- Born: Thomas Richard Huening January 5, 1942 (age 83) Chicago, Illinois, USA
- Occupation(s): author, politician, businessman

= Tom Huening =

Thomas Richard Huening (born January 5, 1942) is an American author, politician, and businessman from San Mateo County, California, in the San Francisco Bay Area. In his public service role he authored the California's anti-gerrymandering Proposition 119 in June 1990 ballot, co-founded the Garfield Charter School, authored the San Mateo County ballot Measure K extending BART to the San Francisco Airport, and Measure A the Countywide Transportation Expenditure Plan. His latest book, Thomas Jefferson's Bible, Religious Freedom in America (published February, 2024, Spiritual Choices Publishing - KDP) revisits Jefferson's cut and paste personal Bible and his call for the separation of church and state required to preserve our inalienable freedoms. Earlier Huening wrote The Quintessential Good Samaritan, The Authorized Biography of John Joseph Kelly, Champion of Social Justice (published February, 2022, Post Hill Press), the personal account of a spiritually progressive Christian focused on restorative justice. His first book "Spiritual Choices, Putting the HERE in Hereafter" is non-fiction prose dealing with the practice of world religions and the importance of daily action as well as belief.

== Family ==

Huening was born in Chicago, Illinois, the second of twelve children of Clarence Edward Huening and Hermina Ann Huening (née Huberts). With his first wife Kathleen Bernice Hynes he is the father of four daughters, who live in California and Texas. Huening and his wife Carol live in the San Francisco Bay Area.

== Education ==

- Bachelor of Arts degree in 1965 from DePaul University, Chicago, major in Speech, with a minor in Philosophy.
- Bachelor of Laws, La Salle Extension University, Chicago, 1974 passed the California Bar exam.
- MBA, 1982 Pepperdine University.
- passed California's Certified Public Accountant exam in 2003.

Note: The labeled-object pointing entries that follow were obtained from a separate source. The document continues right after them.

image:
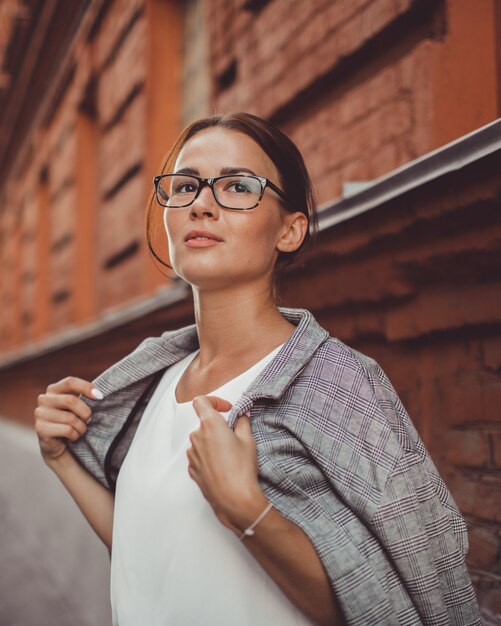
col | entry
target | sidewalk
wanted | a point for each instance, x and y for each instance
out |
(54, 570)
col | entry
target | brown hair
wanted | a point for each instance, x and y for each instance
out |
(294, 178)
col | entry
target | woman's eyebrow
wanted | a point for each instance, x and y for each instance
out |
(224, 170)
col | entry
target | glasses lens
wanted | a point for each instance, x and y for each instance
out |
(176, 190)
(238, 192)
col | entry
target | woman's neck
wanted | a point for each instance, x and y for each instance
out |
(237, 322)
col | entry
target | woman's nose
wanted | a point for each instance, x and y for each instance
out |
(205, 204)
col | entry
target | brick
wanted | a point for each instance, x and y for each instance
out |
(125, 74)
(476, 498)
(496, 448)
(467, 448)
(121, 219)
(117, 17)
(121, 283)
(376, 16)
(491, 349)
(123, 146)
(445, 309)
(485, 547)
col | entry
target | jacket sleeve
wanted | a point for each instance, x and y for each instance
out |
(411, 512)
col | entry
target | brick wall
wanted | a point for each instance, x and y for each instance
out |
(73, 200)
(416, 285)
(362, 86)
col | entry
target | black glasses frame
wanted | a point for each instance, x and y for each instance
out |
(210, 182)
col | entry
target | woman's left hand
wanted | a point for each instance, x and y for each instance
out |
(223, 462)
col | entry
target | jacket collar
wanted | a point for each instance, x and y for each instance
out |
(157, 353)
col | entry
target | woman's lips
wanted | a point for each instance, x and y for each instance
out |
(201, 239)
(201, 242)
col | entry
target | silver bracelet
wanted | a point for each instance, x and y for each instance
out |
(248, 532)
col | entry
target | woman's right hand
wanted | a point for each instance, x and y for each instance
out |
(60, 413)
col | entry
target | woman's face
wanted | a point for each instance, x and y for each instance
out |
(248, 242)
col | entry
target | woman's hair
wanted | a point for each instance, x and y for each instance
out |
(294, 178)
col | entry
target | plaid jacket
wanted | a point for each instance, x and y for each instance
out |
(338, 456)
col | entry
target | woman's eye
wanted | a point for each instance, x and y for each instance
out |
(182, 188)
(238, 186)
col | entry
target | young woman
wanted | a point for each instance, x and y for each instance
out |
(250, 469)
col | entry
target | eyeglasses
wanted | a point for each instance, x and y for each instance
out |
(237, 192)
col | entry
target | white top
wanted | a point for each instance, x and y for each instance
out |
(173, 563)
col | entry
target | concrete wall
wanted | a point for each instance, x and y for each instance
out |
(55, 570)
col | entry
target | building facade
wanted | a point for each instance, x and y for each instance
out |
(381, 97)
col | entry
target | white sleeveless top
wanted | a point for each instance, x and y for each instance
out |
(172, 562)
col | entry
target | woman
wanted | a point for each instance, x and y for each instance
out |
(251, 469)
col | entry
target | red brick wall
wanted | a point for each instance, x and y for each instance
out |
(362, 86)
(73, 205)
(416, 284)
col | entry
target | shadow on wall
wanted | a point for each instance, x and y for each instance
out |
(54, 569)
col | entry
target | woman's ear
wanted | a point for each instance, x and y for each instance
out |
(293, 232)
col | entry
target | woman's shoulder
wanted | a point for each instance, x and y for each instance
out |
(333, 351)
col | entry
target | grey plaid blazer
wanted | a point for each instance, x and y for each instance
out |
(338, 456)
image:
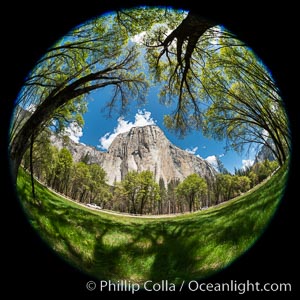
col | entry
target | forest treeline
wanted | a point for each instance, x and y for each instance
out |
(138, 193)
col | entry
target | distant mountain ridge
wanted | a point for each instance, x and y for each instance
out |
(140, 149)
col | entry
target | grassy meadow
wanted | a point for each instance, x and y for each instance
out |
(190, 246)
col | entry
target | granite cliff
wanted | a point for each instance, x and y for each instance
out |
(142, 148)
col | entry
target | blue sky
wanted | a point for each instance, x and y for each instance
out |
(99, 131)
(98, 126)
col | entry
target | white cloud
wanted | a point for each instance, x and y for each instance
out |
(191, 150)
(142, 118)
(74, 132)
(247, 163)
(212, 159)
(216, 32)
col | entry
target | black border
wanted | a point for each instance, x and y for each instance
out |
(31, 269)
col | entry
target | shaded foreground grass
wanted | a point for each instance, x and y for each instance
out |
(191, 246)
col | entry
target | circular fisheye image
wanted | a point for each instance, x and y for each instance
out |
(150, 144)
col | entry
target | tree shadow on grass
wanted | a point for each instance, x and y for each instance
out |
(173, 249)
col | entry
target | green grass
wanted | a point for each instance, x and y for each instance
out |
(191, 246)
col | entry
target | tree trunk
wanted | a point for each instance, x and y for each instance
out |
(31, 166)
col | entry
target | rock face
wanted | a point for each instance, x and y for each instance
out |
(140, 149)
(265, 153)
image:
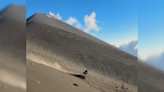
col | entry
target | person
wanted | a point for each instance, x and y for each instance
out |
(85, 73)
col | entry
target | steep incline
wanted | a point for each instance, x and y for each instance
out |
(79, 50)
(51, 21)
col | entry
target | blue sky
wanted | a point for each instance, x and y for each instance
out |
(116, 18)
(5, 3)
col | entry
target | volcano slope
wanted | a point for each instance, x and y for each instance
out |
(13, 49)
(72, 53)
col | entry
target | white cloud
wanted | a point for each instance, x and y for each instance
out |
(130, 47)
(78, 25)
(90, 23)
(136, 47)
(71, 20)
(57, 15)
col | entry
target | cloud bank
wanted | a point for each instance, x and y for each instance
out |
(90, 23)
(57, 15)
(129, 47)
(89, 20)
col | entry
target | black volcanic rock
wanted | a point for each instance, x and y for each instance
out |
(43, 19)
(81, 50)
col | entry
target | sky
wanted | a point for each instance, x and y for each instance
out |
(151, 32)
(5, 3)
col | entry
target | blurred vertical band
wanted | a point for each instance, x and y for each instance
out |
(150, 34)
(13, 48)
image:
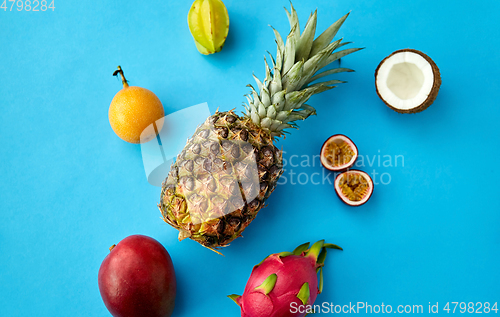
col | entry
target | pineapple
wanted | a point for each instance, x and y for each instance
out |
(230, 166)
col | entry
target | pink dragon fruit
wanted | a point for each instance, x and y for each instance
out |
(284, 284)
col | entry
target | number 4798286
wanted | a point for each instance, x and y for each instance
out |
(28, 5)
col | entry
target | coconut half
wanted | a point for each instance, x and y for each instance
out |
(407, 81)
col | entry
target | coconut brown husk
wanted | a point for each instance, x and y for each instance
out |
(435, 87)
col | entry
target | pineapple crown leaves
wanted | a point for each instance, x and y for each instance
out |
(279, 100)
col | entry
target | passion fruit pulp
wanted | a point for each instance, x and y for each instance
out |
(354, 187)
(338, 153)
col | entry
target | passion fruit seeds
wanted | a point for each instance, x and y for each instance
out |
(338, 153)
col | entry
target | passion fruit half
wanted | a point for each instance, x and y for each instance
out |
(338, 153)
(354, 187)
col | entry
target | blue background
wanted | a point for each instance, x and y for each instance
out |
(70, 187)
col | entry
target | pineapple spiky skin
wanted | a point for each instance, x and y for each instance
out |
(230, 166)
(221, 180)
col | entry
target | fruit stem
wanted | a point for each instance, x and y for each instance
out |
(120, 71)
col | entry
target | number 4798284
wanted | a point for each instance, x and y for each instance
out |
(28, 5)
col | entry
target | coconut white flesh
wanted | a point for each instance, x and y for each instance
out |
(405, 80)
(339, 139)
(365, 198)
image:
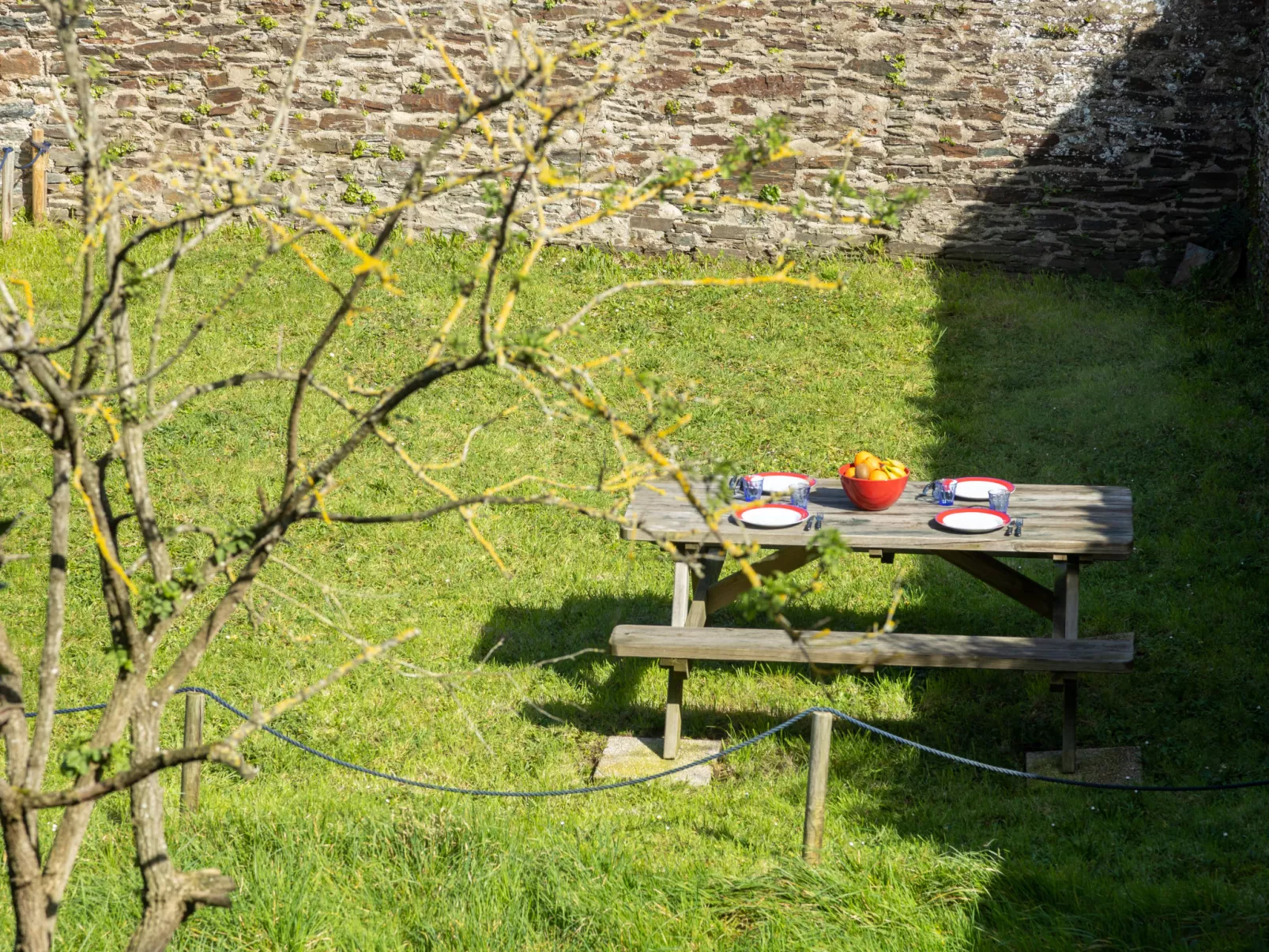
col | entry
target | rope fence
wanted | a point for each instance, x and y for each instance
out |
(735, 748)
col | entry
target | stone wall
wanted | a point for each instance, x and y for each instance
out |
(1078, 136)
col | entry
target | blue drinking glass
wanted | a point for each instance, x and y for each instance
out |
(944, 491)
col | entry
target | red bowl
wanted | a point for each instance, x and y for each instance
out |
(873, 495)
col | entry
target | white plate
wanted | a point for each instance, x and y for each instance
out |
(976, 487)
(773, 516)
(785, 481)
(971, 519)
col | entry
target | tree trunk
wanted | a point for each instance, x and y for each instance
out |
(35, 914)
(169, 895)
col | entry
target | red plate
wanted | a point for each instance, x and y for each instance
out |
(979, 493)
(772, 516)
(971, 519)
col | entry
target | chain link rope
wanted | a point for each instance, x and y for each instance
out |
(735, 748)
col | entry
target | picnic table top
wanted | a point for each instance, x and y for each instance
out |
(1088, 521)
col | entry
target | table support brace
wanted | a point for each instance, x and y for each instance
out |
(1066, 625)
(688, 610)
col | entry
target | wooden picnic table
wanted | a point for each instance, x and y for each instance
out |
(1071, 525)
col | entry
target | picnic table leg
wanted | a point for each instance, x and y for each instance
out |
(688, 610)
(1066, 625)
(676, 669)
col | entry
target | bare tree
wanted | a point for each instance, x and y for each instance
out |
(94, 403)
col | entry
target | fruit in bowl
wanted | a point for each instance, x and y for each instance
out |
(872, 483)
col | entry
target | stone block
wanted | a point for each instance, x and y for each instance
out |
(1091, 765)
(19, 64)
(627, 758)
(653, 224)
(343, 121)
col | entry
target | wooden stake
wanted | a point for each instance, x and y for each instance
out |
(816, 786)
(38, 179)
(6, 197)
(192, 772)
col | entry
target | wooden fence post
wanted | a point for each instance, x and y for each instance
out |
(6, 196)
(38, 179)
(816, 785)
(192, 772)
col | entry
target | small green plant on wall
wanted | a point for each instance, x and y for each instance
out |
(898, 64)
(1056, 31)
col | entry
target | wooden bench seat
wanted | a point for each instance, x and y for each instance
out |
(1065, 655)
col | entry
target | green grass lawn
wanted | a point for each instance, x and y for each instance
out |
(1034, 378)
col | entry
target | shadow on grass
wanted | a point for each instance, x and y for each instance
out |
(1060, 381)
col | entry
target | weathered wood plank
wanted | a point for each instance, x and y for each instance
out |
(711, 565)
(1004, 579)
(858, 648)
(1089, 521)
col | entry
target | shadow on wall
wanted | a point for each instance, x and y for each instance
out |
(1139, 165)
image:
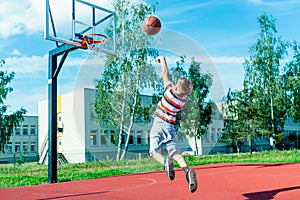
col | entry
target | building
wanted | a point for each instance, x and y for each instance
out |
(23, 142)
(80, 139)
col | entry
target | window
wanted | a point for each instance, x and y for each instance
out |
(123, 138)
(17, 147)
(17, 131)
(25, 146)
(130, 139)
(139, 137)
(103, 139)
(32, 130)
(32, 146)
(92, 113)
(25, 129)
(8, 148)
(93, 140)
(112, 137)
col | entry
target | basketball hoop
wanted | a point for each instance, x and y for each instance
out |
(93, 42)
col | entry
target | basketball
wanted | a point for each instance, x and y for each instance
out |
(152, 25)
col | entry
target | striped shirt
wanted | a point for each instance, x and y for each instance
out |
(169, 105)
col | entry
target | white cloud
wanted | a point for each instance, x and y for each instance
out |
(15, 52)
(255, 1)
(232, 59)
(27, 16)
(19, 17)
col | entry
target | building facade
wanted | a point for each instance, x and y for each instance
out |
(81, 139)
(23, 143)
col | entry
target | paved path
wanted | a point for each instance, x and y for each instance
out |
(216, 182)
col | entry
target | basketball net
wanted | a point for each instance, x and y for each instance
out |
(93, 43)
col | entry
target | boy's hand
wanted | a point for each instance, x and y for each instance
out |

== Early career experience ==

- 1965-1970: jet fighter pilot in the US Navy, serving in Vietnam, and flying the F-8 Crusader, UC-45J Navigator, S-2 Tracker (co-pilot), A-7 Corsair, and A-4 Skyhawk.
- 1970-1987: commercial pilot for TWA, for which he flew as pilot/flight engineer the Convair 880, Boeing 707, and Boeing 727.
- 1970-1976: vice-president, Coldwell Banker Commercial Real Estate in San Jose, Sacramento, and San Francisco, California.

== San Mateo County public service ==

- elected trustee of San Mateo County Community College District in 1981, serving until 1986.
- elected to the San Mateo County Board of Supervisors, serving 1987 through 1998.
- elected in 1998 as the San Mateo County Controller; reelected in 2002, 2006, and 2010; retired mid-term from public service in 2012.

== Other public service ==

- in 1992 Huening was the Republican candidate for US Congress in California's 14th District. As part of his campaign, he organized the Omaha Summit, a post-election gathering of reform-minded freshman Representatives to the US House. Despite losing to Democrat Anna Eshoo, who still holds this seat, he attended the event held in Omaha, Nebraska, on November 30, 1992.
- co-created and served on Board of Directors of Garfield Charter School (California charter school #49).

== Business experience ==
- 1977 to the present: runs Huening Investment Co., a commercial real estate re-development firm in the Bay Area

== Author ==
- Thomas Jefferson's Bible, Religious Freedom in America (published February, 2024, Spiritual Choices Publishing - KDP) revisits Jefferson's cut and paste personal Bible and his call for the separation of church and state required to preserve our inalienable freedoms.
- The Quintessential Good Samaritan, The Authorized Biography of John Joseph Kelly, Champion of Social Justice (publish date February, 2022, Post Hill Press), the personal account of a spiritually progressive Christian.
- Spiritual Choices (published 2006, reissued 2008 as Spiritual Choices: Putting the HERE in Hereafter), a nonfiction work examining what the world's major religions have to offer to the spiritually minded.
- editor of and contributor to "Unicorn: A Contemporary Journal", published by the College of San Mateo.
- regular contributor of political op-ed articles.